Tuesday, November 22, 2011

African Vegetable Stew

I wish I could say that I invented this amazing concoction, but I did not. My friend Christine found it in the Peas and Thank You cookbook. Christine cooks for a vegan client and is always on the lookout for tasty veggie recipes.

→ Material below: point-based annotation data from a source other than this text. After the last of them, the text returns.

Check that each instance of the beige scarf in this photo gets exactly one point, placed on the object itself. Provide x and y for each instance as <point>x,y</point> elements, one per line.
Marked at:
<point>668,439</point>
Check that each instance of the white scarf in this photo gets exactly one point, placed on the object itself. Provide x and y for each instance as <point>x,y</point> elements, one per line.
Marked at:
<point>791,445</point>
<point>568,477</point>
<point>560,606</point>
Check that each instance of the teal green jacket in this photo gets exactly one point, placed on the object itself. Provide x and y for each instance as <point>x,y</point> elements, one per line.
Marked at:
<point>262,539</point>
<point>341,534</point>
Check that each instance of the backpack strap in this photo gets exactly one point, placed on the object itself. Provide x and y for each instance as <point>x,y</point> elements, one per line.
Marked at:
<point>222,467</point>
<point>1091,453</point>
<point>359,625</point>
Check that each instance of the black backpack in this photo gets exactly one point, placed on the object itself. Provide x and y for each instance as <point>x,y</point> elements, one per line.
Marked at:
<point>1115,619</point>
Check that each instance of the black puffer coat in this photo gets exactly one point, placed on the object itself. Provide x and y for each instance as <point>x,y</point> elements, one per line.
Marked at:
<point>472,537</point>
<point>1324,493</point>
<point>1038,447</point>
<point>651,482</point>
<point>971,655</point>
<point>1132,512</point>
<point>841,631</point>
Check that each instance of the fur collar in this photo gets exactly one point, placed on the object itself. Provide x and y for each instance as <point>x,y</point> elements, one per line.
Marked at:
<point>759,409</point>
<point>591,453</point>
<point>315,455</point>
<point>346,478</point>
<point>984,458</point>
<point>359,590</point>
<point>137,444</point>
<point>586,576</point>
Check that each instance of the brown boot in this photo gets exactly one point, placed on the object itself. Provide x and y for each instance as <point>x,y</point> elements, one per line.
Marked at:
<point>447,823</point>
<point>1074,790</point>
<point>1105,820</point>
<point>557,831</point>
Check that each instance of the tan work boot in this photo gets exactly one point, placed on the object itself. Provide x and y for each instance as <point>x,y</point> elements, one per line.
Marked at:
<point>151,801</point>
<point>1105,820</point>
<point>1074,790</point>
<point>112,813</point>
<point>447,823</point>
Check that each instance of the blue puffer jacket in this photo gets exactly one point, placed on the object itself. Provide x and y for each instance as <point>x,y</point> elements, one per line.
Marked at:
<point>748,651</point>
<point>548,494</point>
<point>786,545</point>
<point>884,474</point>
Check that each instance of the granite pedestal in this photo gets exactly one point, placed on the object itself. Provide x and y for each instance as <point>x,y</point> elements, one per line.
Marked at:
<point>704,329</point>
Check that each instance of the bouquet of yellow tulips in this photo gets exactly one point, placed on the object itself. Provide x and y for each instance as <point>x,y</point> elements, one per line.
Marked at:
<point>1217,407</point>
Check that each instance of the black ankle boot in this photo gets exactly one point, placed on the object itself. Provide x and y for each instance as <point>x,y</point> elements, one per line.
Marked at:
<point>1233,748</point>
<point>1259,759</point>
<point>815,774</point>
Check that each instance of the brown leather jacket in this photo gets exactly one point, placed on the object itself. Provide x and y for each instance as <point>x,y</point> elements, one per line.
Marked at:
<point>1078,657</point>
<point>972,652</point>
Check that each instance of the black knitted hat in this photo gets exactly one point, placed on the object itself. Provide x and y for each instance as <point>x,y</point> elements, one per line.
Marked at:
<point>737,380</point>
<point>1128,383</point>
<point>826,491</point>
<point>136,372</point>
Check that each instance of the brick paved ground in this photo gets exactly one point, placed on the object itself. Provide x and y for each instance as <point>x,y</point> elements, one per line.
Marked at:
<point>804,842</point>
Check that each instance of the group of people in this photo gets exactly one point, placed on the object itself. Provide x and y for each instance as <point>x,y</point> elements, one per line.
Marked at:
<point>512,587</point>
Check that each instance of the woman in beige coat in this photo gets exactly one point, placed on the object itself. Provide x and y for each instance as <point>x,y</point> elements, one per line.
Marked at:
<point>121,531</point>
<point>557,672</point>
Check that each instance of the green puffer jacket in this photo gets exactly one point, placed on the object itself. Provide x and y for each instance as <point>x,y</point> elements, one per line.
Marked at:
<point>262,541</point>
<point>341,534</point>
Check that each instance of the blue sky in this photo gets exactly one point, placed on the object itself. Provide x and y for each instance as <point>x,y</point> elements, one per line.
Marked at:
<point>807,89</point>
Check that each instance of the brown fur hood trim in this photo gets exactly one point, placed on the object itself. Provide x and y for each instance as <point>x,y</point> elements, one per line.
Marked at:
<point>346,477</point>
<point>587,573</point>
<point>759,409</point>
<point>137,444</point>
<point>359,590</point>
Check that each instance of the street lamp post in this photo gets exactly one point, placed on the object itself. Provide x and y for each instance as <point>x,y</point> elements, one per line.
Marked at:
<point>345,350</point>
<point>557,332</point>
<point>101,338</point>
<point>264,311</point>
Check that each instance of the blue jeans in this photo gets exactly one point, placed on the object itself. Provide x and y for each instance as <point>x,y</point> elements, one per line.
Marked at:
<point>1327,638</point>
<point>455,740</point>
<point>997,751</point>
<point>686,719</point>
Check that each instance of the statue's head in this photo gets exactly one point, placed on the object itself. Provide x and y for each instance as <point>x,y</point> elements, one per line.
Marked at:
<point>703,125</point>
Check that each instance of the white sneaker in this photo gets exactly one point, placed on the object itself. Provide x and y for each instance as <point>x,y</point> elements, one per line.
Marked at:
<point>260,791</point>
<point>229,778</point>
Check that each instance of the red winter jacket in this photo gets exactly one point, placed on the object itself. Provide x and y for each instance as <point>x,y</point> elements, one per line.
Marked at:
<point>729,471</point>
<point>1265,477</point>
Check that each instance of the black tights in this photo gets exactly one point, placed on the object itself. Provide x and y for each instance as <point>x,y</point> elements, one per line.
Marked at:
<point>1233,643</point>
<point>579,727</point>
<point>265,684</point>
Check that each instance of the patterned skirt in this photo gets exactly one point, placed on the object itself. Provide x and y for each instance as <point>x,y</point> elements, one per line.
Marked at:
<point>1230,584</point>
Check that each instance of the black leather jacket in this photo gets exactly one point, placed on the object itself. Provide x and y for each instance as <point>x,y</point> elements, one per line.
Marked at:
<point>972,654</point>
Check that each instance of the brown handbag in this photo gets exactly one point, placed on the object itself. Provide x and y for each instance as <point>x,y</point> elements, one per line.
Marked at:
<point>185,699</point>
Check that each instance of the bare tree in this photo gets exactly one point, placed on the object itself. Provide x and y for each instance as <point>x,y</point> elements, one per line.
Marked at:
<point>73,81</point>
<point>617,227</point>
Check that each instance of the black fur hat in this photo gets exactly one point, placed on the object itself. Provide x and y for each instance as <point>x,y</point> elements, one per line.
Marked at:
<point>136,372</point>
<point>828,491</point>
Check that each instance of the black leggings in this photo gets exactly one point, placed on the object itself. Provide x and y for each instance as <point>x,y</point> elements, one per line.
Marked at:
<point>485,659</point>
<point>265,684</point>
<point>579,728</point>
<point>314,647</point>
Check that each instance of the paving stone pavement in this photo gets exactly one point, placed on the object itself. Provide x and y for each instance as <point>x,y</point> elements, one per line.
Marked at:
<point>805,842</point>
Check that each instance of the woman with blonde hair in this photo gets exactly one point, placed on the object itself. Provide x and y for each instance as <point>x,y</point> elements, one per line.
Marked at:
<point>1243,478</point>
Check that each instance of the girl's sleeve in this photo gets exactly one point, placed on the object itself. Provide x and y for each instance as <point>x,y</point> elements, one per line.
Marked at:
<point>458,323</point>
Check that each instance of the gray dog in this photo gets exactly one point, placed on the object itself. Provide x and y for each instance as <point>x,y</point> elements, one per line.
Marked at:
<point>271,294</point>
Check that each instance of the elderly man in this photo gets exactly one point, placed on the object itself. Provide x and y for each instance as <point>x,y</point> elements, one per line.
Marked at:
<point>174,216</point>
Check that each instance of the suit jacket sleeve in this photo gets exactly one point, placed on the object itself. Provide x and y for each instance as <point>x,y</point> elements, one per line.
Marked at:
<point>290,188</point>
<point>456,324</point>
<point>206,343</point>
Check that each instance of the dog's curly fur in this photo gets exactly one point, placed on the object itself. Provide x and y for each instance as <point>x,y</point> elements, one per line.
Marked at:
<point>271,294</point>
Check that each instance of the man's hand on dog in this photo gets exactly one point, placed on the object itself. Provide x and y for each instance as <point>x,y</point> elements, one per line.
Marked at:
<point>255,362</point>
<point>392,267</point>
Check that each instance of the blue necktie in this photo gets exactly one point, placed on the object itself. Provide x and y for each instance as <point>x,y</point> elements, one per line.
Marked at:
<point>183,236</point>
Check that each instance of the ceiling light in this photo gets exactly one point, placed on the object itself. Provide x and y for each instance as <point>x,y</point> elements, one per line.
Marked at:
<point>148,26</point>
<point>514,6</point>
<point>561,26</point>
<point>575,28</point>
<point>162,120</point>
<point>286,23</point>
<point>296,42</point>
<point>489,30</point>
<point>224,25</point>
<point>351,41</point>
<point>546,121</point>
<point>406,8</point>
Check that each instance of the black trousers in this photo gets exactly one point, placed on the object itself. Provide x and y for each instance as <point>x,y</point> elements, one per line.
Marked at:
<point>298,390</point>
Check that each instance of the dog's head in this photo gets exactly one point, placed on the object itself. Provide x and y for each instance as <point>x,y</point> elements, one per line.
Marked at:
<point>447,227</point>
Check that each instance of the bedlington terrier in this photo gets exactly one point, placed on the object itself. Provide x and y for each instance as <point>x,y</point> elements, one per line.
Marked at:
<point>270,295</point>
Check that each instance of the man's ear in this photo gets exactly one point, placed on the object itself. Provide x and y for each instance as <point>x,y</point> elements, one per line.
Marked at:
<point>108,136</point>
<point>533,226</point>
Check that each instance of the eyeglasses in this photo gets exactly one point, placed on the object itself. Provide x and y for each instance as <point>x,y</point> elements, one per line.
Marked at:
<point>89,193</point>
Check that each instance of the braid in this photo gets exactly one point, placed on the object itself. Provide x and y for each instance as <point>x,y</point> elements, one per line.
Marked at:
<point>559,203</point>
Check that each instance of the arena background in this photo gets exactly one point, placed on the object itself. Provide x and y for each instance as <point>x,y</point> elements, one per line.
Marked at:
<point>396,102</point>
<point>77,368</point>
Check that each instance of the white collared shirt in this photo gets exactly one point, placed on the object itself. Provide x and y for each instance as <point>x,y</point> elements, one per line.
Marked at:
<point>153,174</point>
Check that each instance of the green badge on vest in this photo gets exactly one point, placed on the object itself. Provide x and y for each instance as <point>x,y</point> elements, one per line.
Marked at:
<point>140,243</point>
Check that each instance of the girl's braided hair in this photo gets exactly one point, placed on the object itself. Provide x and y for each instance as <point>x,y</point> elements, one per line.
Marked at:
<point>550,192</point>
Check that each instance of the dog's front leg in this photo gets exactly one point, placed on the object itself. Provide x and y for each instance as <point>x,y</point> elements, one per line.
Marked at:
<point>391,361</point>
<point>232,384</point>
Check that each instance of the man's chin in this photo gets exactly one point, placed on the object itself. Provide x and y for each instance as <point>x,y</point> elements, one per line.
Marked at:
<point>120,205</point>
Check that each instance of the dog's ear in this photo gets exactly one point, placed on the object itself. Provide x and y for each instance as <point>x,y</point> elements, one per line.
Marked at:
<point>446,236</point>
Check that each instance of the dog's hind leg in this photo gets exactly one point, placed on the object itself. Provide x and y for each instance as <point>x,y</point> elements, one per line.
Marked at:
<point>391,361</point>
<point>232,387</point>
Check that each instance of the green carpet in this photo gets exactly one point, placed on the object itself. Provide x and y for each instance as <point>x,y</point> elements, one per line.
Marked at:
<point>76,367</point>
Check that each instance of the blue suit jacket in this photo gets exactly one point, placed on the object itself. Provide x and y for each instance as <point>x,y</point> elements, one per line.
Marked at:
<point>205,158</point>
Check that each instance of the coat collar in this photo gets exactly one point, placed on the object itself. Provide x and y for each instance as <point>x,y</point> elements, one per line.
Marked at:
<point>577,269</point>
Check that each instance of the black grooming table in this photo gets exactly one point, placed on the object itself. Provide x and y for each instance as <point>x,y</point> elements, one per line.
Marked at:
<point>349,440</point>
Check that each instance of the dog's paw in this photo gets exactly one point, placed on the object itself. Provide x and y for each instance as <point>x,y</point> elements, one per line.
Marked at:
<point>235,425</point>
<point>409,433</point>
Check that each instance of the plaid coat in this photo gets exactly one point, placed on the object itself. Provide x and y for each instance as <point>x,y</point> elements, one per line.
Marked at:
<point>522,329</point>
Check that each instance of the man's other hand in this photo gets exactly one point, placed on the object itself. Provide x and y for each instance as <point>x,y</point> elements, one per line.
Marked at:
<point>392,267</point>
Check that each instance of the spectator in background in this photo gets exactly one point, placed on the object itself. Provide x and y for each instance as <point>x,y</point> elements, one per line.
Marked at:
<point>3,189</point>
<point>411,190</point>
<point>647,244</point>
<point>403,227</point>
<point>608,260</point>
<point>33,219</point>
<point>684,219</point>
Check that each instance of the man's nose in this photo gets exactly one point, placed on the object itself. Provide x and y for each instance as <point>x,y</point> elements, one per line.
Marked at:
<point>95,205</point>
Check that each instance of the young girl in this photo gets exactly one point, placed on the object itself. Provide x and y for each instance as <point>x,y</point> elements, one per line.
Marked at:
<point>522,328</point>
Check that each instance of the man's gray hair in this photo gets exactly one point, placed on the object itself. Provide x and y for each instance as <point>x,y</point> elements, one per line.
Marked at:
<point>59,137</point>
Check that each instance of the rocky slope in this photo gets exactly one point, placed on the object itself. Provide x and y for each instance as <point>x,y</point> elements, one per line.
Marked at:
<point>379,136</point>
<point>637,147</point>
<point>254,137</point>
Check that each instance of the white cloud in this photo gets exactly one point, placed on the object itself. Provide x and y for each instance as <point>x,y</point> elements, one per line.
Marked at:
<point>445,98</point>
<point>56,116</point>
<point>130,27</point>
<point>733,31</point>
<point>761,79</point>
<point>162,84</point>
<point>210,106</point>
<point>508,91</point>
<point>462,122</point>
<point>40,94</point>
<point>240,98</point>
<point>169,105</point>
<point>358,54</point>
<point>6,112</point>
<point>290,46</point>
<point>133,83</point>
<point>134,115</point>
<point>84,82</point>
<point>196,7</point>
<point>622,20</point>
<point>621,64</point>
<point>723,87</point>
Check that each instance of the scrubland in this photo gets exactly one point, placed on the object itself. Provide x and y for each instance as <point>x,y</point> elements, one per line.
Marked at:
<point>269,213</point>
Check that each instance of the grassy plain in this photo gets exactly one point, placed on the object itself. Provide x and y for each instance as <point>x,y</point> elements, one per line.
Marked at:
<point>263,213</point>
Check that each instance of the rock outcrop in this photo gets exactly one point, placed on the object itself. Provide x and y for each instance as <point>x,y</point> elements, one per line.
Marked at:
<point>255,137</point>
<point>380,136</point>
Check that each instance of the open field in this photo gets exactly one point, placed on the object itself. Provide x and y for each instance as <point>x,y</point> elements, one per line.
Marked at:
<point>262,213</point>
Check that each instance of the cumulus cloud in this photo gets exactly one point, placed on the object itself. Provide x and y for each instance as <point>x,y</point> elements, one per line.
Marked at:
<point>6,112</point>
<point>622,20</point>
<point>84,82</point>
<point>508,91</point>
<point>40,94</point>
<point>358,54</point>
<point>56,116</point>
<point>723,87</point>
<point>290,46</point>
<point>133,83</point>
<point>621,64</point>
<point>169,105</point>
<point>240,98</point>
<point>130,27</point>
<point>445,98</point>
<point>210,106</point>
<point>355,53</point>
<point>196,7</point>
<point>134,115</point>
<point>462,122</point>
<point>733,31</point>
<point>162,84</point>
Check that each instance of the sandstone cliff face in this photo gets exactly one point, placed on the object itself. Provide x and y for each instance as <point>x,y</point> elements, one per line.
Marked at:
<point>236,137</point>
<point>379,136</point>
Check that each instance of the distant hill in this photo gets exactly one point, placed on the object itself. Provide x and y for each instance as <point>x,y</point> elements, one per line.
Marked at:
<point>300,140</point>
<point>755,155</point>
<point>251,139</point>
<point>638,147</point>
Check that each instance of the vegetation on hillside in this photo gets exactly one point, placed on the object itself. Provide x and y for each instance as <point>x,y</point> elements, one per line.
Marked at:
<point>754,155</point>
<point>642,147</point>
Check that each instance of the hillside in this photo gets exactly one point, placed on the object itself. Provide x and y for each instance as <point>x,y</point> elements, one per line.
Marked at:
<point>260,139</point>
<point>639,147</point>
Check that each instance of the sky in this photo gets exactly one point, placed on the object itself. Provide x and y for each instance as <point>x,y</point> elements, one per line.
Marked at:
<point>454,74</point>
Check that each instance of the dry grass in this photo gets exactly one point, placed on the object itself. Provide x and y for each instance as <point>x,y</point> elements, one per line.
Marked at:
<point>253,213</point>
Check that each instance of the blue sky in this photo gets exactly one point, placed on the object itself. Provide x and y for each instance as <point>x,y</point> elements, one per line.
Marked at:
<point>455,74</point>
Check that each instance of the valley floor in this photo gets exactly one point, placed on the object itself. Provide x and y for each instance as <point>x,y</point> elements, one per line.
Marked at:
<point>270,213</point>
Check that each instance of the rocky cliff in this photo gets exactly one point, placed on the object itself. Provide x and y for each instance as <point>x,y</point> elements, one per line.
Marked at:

You might be thinking, "What could possibly be so great about a bowl of cooked vegetables?" But this stew is so much more than that. Hearty, thick, spicy and soul-satisfying, it is a meal in a bowl. And here's more great news: this dish is totally hands-off once you get it started, because it cooks in the crock pot. This is my new favorite recipe!

African Vegetable Stew
Serves 4 easily

1 15-ounce can chick peas, drained and rinsed
1 sweet potato, peeled and cut into about 1-inch pieces
1 teaspoon curry powder (or more to taste)
3/4 teaspoon garam masala (or more to taste)
1 teaspoon cumin
big squeeze of ginger (I buy it in the tube)
2 cloves garlic, minced
little squirt of agave nectar
dash of cinnamon
1 14-ounce can of fire-roasted diced tomatoes, undrained
1 can of light coconut milk
2 cups of vegetable stock (chicken stock is fine, too, if you're not making this for a vegetarian)
2 Tablespoons peanut butter
1/2 cup quinoa, rinsed off very well

Optional garnishes: chopped fresh cilantro, a squeeze of lime, a dollop of yogurt or some chopped peanuts

Directions:

1. Spray the inside of a small or medium-size crock pot with non-stick spray.

2. Place all of the ingredients, except the garnishes, in the crock pot. Stir and cover. Turn to HIGH for 1 hour to get things started. Then turn to LOW. The stew is done when the sweet potatoes are cooked through. This took 2 additional hours in my crock pot; it could take 4 or more hours in yours, so keep checking.

3. Serve stew topped with any of the optional garnishes.